4

I have 2 services A and B which I want to monitor. Also I have 2 different notification channels X and Y in the form of receivers in the AlertManager config file.

I want to send to notify X if service A goes down and want to notify Y if service B goes down. How can I achieve this my configuration?

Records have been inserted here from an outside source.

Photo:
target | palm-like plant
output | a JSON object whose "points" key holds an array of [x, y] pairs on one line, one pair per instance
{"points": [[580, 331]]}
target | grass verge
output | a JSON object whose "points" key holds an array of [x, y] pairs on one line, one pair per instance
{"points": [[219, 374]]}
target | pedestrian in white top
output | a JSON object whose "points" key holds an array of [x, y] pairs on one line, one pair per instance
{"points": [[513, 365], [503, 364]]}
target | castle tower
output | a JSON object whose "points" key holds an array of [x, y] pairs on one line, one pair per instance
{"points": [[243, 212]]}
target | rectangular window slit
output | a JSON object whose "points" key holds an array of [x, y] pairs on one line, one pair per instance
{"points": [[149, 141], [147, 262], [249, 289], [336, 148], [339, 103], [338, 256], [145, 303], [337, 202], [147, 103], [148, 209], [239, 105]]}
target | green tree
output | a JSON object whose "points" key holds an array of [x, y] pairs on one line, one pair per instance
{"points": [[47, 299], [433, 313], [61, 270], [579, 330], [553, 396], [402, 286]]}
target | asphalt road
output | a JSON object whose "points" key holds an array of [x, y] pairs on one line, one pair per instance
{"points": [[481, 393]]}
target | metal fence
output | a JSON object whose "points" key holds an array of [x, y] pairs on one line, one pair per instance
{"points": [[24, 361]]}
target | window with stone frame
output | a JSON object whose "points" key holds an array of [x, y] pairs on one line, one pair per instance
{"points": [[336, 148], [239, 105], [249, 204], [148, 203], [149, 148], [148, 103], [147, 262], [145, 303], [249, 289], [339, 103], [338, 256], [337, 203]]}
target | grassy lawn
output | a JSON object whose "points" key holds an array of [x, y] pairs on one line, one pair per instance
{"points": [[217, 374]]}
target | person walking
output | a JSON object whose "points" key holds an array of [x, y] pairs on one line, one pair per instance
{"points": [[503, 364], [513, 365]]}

My AlertManager YAML file is:

route:
  receiver: X

receivers:
  - name: X
    email_configs:

  - name: Y
    email_configs:

And alert.rule files is:

groups:

- name: A
  rules:
    - alert: A_down
      expr: expression
      for: 1m
      labels:
         severity: critical
      annotations:
         summary: "A is down"

- name: B
  rules:
    - alert: B_down
      expr: expression
      for: 1m
      labels:
        severity: warning
      annotations:
        summary: "B is down"
Janshair Khan
  • 2,577
  • 4
  • 20
  • 44

2 Answers2

10

The config should roughly look like this (not tested):

    route:
      group_wait: 30s
      group_interval: 5m
      repeat_interval: 2h

      receiver: 'default-receiver'

      routes:
      - match:
          alertname: A_down
        receiver: X
      - match:
          alertname: B_down
        receiver: Y

The idea is, that each [`route`](https://prometheus.io/docs/alerting/configuration/#%3Croute%3E) field can has a `routes` field, where you can put a different config, that gets enabled if the labels in `match` match the condition.
renemadsen
  • 161
  • 1
  • 9
svenwltr
  • 17,002
  • 12
  • 56
  • 68
3

For clarifying - The General Flow to handle alert in Prometheus (Alertmanager and Prometheus integration) is like this:

SomeErrorHappenInYourConfiguredRule(Rule) -> RouteToDestination(Route) -> TriggeringAnEvent(Reciever)-> GetAMessageInSlack/PagerDuty/Mail/etc...

For example:

if my aws machine cluster production-a1 is down, I want to trigger an event sending "pagerDuty" and "Slack" to my team with the relevant error.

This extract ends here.